EE      varchar      9
EmpGrpNo      varchar      7
EmpLast      varchar      20
EmpFirst      varchar      12
EmpAddr1      varchar      32
EmpAddr2      varchar      32
EmpCity      varchar      21
EmpState      varchar      2
EmpZip1      varchar      5
EmpZip2      varchar      4
EmpDOB      varchar      8
ID      int      4

EE is the SSN of the primary member (which will be repeated for each family member).
EmpGrpNo will be repeated for each person for a employee group
EmpLast is the last name of the primary member (which will be repeated for each family member)
EmpFirst is of the primary member (which will be repeated for each family member)
EmpAddr1 is of the primary member (which will be repeated for each family member)
EmpAddr2 is of the primary member (which will be repeated for each family member)
EmpCity is of the primary member (which will be repeated for each family member)
EmpState is of the primary member (which will be repeated for each family member)
EmpZip1 is of the primary member (which will be repeated for each family member)
EmpZip2 is of the primary member (which will be repeated for each family member)
EmpDOB is of the primary member (which will be repeated for each family member)
ID is the person Identifying number of this member (0 for primary member, 1 for spouse, 2 for a child, etc.)

So how can I create a statement that identifies if any of the fields have changed?

I really wish we could modify the data sent from the user to indicate when it was last updated, etc. but that is not possible,
ok this is not to tough .. but will require some cpu crunching.
your unique KEY IS  (Drumroll please)
EE+ID

so you can do this

select t1.* from
table1 t1, table2 t2
where
t1.EE = t2.EE and t2.ID =t2.ID and
t1.EmpGrpNo+t1.EmpLast+t1.EmpFirst+t1.EmpAddr1+t1.EmpAddr2+t1.EmpCity+t1.EmpState+t1.EmpZip1+t1.EmpZip2+t1.EmpDOB <> t2.EmpGrpNo+t2.EmpLast+t2.EmpFirst+t2.EmpAddr1+t2.EmpAddr2+t2.EmpCity+t2.EmpState+t2.EmpZip1+t2.EmpZip2+t2.EmpDOB

This will give you a list of records changed.

Jay
O.K.

I have faced this problem with > 100 million row per day fields and developed a solution that should work for you as well.

BTW, you have a unique identifier; it is simply the compound of EE and ID, in that order.

You were also kind of on the right track with getchecksum() but by the time it gets into the database, it is too late.

What you need to do is create a program to pre-process the flat files that adds the CRC-32 value to the end of the record before they are loaded into the database.  If you like, you can have this same program make a connection to the database with DBlib and use the Bulk Copy access directly.  Certainly not necessary but it takes an extra step out of the process.
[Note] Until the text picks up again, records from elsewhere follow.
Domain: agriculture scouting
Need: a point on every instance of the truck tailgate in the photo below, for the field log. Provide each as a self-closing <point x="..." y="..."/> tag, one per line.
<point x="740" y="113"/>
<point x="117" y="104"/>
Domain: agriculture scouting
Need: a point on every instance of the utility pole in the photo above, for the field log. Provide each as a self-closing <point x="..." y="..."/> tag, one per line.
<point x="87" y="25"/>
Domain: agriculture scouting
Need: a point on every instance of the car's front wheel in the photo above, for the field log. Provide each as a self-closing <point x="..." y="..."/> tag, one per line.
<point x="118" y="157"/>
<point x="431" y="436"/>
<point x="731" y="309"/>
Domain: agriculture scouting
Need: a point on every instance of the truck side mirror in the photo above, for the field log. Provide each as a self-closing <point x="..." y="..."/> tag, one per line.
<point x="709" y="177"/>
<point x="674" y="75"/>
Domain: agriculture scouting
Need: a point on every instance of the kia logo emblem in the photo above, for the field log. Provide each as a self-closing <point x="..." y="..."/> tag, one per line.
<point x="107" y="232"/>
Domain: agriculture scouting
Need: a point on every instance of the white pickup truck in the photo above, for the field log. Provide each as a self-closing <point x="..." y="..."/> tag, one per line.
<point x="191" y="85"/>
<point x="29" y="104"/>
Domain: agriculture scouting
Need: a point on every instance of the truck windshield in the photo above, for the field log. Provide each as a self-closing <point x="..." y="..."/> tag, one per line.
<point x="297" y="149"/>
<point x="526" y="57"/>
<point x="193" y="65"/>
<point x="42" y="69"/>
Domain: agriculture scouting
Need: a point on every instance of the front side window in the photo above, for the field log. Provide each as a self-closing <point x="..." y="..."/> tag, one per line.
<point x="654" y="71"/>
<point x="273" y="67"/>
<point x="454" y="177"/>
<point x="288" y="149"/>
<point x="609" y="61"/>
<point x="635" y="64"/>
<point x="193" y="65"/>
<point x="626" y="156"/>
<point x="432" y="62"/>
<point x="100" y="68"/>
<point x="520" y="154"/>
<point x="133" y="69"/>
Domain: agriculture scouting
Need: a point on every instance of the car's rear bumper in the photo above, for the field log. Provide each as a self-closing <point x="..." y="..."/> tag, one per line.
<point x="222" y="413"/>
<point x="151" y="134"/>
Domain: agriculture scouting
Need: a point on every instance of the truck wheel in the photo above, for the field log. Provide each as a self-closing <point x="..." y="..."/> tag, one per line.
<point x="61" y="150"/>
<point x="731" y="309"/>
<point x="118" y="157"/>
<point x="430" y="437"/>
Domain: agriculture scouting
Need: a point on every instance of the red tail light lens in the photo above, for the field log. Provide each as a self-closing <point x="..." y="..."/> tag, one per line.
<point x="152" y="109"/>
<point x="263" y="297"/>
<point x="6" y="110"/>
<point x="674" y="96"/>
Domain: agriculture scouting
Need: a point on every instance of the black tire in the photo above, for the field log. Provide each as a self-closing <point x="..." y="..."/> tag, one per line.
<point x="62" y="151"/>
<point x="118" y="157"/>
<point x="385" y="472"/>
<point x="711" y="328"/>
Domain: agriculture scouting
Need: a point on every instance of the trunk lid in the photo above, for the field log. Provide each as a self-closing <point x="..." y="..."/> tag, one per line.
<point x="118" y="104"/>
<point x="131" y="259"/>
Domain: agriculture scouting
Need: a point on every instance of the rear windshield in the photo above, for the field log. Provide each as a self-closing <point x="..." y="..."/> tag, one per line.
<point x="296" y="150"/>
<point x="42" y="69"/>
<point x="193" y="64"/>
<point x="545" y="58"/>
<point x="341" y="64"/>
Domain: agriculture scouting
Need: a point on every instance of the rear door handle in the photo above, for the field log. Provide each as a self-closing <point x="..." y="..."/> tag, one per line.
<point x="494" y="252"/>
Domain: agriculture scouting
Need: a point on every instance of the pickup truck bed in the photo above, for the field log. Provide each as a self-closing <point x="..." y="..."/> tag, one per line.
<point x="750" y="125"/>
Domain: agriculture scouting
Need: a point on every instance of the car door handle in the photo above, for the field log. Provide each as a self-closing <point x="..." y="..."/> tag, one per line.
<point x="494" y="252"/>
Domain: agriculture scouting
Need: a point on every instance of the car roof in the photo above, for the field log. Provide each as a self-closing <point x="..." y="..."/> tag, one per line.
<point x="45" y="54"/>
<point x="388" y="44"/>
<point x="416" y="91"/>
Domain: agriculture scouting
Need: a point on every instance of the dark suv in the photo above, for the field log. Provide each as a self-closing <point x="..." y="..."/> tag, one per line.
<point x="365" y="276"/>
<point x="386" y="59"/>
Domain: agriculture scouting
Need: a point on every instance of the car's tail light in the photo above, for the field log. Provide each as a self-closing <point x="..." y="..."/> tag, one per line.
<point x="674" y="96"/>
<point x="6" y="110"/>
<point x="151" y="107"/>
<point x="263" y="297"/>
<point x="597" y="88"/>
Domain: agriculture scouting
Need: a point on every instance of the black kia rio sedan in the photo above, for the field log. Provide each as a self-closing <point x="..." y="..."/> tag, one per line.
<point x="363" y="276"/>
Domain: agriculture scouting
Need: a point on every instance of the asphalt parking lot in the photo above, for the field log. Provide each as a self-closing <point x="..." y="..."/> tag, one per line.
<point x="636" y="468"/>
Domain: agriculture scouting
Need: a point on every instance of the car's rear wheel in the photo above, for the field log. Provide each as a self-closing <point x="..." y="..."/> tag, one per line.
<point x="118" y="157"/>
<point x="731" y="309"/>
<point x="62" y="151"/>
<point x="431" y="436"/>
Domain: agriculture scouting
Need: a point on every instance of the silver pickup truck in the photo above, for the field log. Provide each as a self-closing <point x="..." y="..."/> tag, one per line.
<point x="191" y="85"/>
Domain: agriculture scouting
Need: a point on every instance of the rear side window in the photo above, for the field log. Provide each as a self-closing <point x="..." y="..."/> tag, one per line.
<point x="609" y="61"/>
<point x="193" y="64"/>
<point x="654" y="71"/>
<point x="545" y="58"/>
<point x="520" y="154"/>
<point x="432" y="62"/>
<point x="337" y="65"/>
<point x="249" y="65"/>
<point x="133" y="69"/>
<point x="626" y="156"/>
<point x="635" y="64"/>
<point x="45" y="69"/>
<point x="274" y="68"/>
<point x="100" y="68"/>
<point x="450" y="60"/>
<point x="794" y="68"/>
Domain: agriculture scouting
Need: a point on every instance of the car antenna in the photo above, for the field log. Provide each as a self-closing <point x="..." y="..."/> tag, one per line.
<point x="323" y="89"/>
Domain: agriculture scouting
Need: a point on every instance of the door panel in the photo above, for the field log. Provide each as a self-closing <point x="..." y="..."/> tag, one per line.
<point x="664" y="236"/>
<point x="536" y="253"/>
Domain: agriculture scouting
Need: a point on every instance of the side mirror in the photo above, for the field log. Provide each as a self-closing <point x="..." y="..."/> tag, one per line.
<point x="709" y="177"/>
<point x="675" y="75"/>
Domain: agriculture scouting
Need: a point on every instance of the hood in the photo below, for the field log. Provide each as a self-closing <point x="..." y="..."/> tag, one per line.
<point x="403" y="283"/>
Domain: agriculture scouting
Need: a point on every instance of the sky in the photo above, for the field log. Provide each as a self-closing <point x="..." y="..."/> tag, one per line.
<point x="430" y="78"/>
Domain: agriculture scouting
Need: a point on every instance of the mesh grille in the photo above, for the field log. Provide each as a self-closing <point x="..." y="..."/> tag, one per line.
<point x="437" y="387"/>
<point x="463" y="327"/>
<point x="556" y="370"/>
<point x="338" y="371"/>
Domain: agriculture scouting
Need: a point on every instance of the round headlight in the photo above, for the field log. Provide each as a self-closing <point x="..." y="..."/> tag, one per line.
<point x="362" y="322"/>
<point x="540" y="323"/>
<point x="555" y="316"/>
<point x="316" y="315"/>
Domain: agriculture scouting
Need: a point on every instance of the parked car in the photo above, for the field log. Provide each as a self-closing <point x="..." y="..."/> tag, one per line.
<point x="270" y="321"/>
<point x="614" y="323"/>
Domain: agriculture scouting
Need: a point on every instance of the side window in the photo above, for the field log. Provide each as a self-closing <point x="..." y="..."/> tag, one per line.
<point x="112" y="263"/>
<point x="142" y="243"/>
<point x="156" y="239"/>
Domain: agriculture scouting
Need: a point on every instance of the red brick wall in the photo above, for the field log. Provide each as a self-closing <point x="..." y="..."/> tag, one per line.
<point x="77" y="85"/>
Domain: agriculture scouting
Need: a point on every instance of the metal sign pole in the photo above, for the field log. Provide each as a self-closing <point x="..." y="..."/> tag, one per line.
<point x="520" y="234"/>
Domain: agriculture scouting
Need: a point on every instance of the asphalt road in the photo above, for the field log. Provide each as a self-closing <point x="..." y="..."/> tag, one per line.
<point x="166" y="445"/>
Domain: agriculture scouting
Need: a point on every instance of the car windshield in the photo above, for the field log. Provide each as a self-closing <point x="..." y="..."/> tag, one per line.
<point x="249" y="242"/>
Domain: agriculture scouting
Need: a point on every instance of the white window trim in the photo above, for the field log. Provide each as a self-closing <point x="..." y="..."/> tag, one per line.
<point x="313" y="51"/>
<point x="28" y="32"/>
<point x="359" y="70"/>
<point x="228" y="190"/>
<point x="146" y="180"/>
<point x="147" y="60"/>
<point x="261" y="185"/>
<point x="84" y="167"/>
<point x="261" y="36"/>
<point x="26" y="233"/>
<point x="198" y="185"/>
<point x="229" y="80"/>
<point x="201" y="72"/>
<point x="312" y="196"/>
So you have run the files through the pre-processor and loaded them into working tables in the database.  (The permenant tables also must retain the CRC32 field for this to work.)  Next build a coverage index on the working table with the EE, ID, and CRD32 fields.  Then perform a full outer join between the premeant and working tables stuffing the results into another working table, or better yet, a temporary table.  The select list should include the EE, ID, and CRC32 from the permanant table as well as all the fields from the working table.

Now it gets easy.  Insert from the temporary table into the permenant table (INSERT/SELECT) all of the rows where the permanant.EE field is NULL in the temporary table.  This handles new records.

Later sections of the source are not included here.